English · Español
Phase 27 — Quizzes¶
🇪🇸 Espejo legible de
data/quizzes/phase-27-modern-attention.yaml. Respuestas detrás de bloques<details>.
Source of truth: data/quizzes/phase-27-modern-attention.yaml.
q-27-01 — FlashAttention is exact, not approximate (free)¶
A teammate claims "FlashAttention is an approximation of softmax attention because it tiles the computation." Refute this in one sentence.
Answer
The online softmax recurrence is an algebraic **identity**, not an approximation. Flash's tile-by-tile execution computes the same output as monolithic softmax, up to floating-point round-off no worse than naive.q-27-02 — What stays in SRAM during the Flash inner loop¶
During Flash forward's inner loop on Q tile i and K/V tile j, which quantities live in SRAM (never cross the HBM boundary)?
- The (N, N) materialized logits matrix S
- The running per-row max m_i and sum l_i
- The partial logits tile S_ij of shape (B_r, B_c)
- The full pre-softmax matrix QK^T
Answer
**Choices 2 and 3.** The full (N, N) matrices never exist in Flash; only per-tile partial logits and per-row running m, l vectors stay in SRAM.q-27-03 — GQA KV-cache savings ratio¶
A model has n_heads = 32 query heads and kv_heads = 4. By what factor does GQA reduce the KV-cache bytes-per-token compared to the MHA-equivalent (kv_heads = n_heads)?
- 2×
- 4×
- 8×
- 32×
Answer
**Choice 3 (8×).** The ratio is exactly `kv_heads / n_heads = 4 / 32 = 1/8`.q-27-04 — Why MQA hurts quality¶
MQA (kv_heads = 1) saves the most KV memory of any GQA setting. Why is it not the default for production models despite that win?
- Because MQA requires retraining from scratch.
- Because all query heads then attend to identical K, V positions, collapsing per-head pattern diversity and producing a measurable quality hit.
- Because MQA doubles the FLOPs at inference.

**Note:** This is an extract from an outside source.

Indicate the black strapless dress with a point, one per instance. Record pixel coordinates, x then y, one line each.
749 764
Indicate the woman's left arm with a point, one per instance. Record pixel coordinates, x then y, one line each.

- Because MQA is incompatible with FlashAttention.
Answer
**Choice 2.** With a single shared K, V, the heads can only differ in their Q and W_O projections; the attention *patterns* collapse. Production typically stops at `kv_heads = n_heads / 8`.q-27-05 — Sliding window vs PagedAttention (free)¶
Both sliding-window attention and PagedAttention reduce KV-cache memory footprint. What is the qualitative difference between what they achieve?